Le 20 novembre 1660, Catherine, se remarie par contrat, avec Thomas JEZON, boulanger, âgé de vingt quatre ans, fils de défunt Thomas, maître boulanger et de Catherine DUPUIS, demeurant rue Dauphine. Catherine apporte en dot « la somme de trois mille six cents vingt livres, tant en deniers comptants, ustensiles de mesnage, habits, linge, hardes, vaisselle d’argent, marchandises de boullangerie dont il y a un montant de quatorze deux mille deux cents vingt livres faisant partie des biens et effectz qui estaient en commun avec le dict deffunct Saulnier et lad(ite) future espouse […] et le surplus de quatorze cents livres provient des gains et espargnes faicts par lad(ite) future espouse en son negoce de boullangerie depuis led(it) cinq aoust an mil six cent cinquante neuf jour de lad(ite) closture d’inventaire. »

J’avais remarqué sur cet acte que Thomas JEZON est dit boulanger mais pas maître et qu’il est jeune. La tutelle du 6 novembre 1660 m’apporte des informations bien intéressantes. Ce conseil de famille est fait à la requête de Thomas, compagnon boulanger,« lequel nous a dit quil  est prest de se mettre en boutique et se pourvoir par mariage de quoy il a … aveq ses parents  qui le trouvant bon mari comme il na aucun bien meuble et que sy peu quil a consiste en un douz[ieme] de maison scize rue de la Tixanderie  et autres petites portions de maisons en cette ville qui luy rendant  fort peu de revenu il aurait besoin de vendre lesd[ites] portions de maison  pour en pouvoir toucher le prix affin de lemployer aux frais de sa maistrise, etablissement de sa boutique et autres depenses necessaires sans quoy il seroit exposé a souffrir et perdre l’occasion d’une bonne rencontre ».
Ses parents dont la grande majorité sont maîtres boulangers  » sont dadvis que la partie en portions de maisons appartenant aud Thomas JESON scizes en la ville de Paris scavoir un douzie[me] au total de la maison de la Louvette scize rue de la Tixanderie et un … en la maison scize sur le pont St Michel ou pend pour enseigne le Marteau dor soient  vendus a la meilleure condition quil se pourra pour le prix estre  employe au proffit dud Thomas JESON tant a sa maistrise de m(aîtr)e boulanger que comme necessitez pour le pourvoir par mariage ». Il me semble bien que Thomas JEZON a été intéressé au moins autant par la boulangerie que par la boulangère…

Comme toutes les corporations en France, celle des boulangers s’est formée, et avant toutes les autres, par une sorte de confrérie ou société religieuse ; et, sous le nom de talemeliers qu’ils portaient alors, on trouve la trace de leurs statuts du temps de saint Louis ; mais les plus anciens règlements sont ceux qui nous ont été conservés par Estienne Boileau, au début des Registres des métiers, recueillis vers l’an 1260. Le premier article porte : « Nuz ne peut estre talemelier dedans la banlieue de Paris, se il n’achate le mestier du roy. » Après cinq ans d’apprentissage comme mitron, le nouveau compagnon doit effectuer un stage de quatre ans qui lui coûte chaque année une redevance due au roi, via le Grand Panetier : le reçu est matérialisé par une encoche sur un bâton.

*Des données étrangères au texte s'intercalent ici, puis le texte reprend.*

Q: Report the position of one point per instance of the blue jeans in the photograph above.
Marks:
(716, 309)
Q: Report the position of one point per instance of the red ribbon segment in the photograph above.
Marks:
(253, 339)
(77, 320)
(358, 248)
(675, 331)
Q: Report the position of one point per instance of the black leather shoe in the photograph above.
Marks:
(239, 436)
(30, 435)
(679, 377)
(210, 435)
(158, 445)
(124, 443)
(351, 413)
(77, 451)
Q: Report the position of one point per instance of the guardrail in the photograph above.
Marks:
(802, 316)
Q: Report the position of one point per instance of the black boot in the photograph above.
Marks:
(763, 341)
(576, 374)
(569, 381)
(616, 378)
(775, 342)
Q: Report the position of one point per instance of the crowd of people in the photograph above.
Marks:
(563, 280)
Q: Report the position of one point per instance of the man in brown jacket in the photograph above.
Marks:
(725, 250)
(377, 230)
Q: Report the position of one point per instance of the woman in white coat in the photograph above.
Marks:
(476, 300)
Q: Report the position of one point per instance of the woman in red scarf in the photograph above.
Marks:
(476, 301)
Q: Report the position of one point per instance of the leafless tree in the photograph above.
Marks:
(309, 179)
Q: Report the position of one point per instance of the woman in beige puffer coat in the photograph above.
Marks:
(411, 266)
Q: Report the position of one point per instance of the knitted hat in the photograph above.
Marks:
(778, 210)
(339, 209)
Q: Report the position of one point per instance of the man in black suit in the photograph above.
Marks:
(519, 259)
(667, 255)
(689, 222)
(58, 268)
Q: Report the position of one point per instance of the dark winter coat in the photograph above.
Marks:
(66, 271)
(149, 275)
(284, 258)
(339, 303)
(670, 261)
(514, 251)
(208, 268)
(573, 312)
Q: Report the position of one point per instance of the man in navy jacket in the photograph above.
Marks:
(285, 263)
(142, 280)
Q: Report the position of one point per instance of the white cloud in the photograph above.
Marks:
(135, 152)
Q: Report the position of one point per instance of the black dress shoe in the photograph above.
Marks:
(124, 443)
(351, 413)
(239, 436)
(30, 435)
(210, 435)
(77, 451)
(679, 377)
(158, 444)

La réception à la maîtrise se fait une fois par an en présence de tous les maîtres-boulangers qui ont une obligation de présence. Le postulant se présente avec son bâton aux 4 encoches et un pot de noix. Il doit réaliser son chef-d’œuvre (variable suivant l’époque) en réalisant plusieurs fournées de pains différents. Le nouveau maître-boulanger doit alors prêté serment. Son pot de noix lui est rendu : il doit le jeter contre le mur de sa maison. Les fils de boulangers étaient soumis à des règles très allégées (durée du stage, redevances…).

Malheureusement Catherine décède dix ans plus tard, comme nous l’apprend la tutelle du 20 janvier 1670, à la requête de Thomas JEZON suite au décès de son épouse, tutrice de ses trois enfants mineurs, Robert, âgé de 24 ans, Anne, âgée de 16 ans et Marguerite de onze ans. C’est Jean DUPUIS, maître boulanger, beau-frère des mineurs, ayant épousé Elisabeth , le 25 octobre 1665, qui est nommé tuteur et Sébastien NOBLET, toujours présent, subrogé tuteur.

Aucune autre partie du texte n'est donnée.